President Barack Obama’s failure to secure another 90 day settlement “freeze” from Israel could prove to be a clarifying moment. It has immediately prompted media discussion of the disintegration of the two-state solution and the reality that Israel could become an apartheid state (leaving aside the fact that Israel is already one).
While obviously not supportive of any move towards a democratic, secular and equal state for all, Thomas Friedman warns of the coming future:
What this means, argues the Hebrew University philosopher Moshe Halbertal, is that the window for a two-state solution is rapidly closing. Israel will end up permanently occupying the West Bank with its 2.5 million Palestinians. We will have a one-state solution. Israel will have inside its belly 2.5 million Palestinians without the rights of citizenship, along with 1.5 million Israeli Arabs. “Then the only question will be what will be the nature of this one state — it will either be apartheid or Lebanon,” said Halbertal. “We will be confronted by two horrors.”
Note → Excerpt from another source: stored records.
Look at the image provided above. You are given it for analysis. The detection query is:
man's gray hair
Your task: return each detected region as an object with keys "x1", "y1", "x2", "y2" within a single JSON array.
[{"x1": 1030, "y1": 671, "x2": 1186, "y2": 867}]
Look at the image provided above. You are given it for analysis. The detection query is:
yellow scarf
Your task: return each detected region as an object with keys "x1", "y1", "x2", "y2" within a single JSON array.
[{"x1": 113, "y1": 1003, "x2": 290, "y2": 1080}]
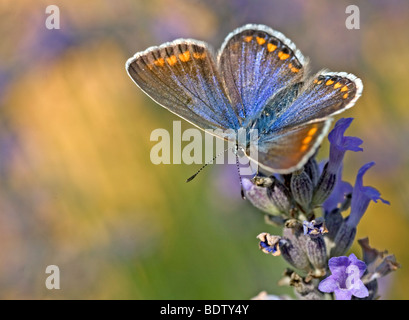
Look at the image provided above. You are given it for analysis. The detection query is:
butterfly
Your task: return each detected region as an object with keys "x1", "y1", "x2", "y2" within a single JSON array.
[{"x1": 126, "y1": 24, "x2": 363, "y2": 174}]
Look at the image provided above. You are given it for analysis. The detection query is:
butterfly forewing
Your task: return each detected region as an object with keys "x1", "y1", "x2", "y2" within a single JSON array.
[
  {"x1": 126, "y1": 40, "x2": 239, "y2": 132},
  {"x1": 218, "y1": 24, "x2": 306, "y2": 126}
]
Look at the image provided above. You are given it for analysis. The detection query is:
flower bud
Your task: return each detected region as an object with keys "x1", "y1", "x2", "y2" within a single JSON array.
[
  {"x1": 304, "y1": 157, "x2": 320, "y2": 187},
  {"x1": 242, "y1": 178, "x2": 279, "y2": 215},
  {"x1": 304, "y1": 236, "x2": 327, "y2": 271},
  {"x1": 280, "y1": 223, "x2": 311, "y2": 271},
  {"x1": 302, "y1": 218, "x2": 328, "y2": 270},
  {"x1": 312, "y1": 162, "x2": 337, "y2": 205},
  {"x1": 267, "y1": 176, "x2": 293, "y2": 214},
  {"x1": 290, "y1": 169, "x2": 313, "y2": 211}
]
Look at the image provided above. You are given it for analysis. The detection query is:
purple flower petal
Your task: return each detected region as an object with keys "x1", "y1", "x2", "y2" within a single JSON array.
[
  {"x1": 351, "y1": 283, "x2": 369, "y2": 298},
  {"x1": 318, "y1": 276, "x2": 338, "y2": 293},
  {"x1": 328, "y1": 118, "x2": 363, "y2": 153},
  {"x1": 347, "y1": 162, "x2": 390, "y2": 227},
  {"x1": 354, "y1": 162, "x2": 389, "y2": 203},
  {"x1": 348, "y1": 253, "x2": 367, "y2": 277},
  {"x1": 334, "y1": 288, "x2": 353, "y2": 300},
  {"x1": 328, "y1": 255, "x2": 349, "y2": 276},
  {"x1": 318, "y1": 254, "x2": 369, "y2": 300},
  {"x1": 327, "y1": 118, "x2": 363, "y2": 174}
]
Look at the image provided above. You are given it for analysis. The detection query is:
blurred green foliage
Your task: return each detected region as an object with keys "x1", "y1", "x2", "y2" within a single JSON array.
[{"x1": 0, "y1": 0, "x2": 408, "y2": 299}]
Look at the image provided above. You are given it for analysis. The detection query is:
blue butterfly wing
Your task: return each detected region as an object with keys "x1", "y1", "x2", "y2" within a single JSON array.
[
  {"x1": 217, "y1": 24, "x2": 306, "y2": 126},
  {"x1": 249, "y1": 82, "x2": 303, "y2": 134},
  {"x1": 126, "y1": 40, "x2": 240, "y2": 133},
  {"x1": 270, "y1": 72, "x2": 363, "y2": 130}
]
The Associated Press has a much better article up about how “the utter lack of progress in peace talks and continued Jewish settlement in the West Bank has many people warning that Israel might instead be headed toward a one-state reality”:
Israel is creating facts on the ground with the construction of hundreds of new housing units in the West Bank. Each additional settler, critics warn, deepens an already great intertwining of the two peoples and will make it more difficult to carve out a separate Palestine
Both Friedman and the AP’s framing of the issue put Israeli fears about a one-state solution as paramount, ignoring the potential benefits Israel/Palestine as one-state could have.
But it’s an important moment to catalog: the one-state solution, and the apartheid word, is slowly entering into the mainstream as a result of the Obama administration’s utter failure to produce anything substantive out of peace talks.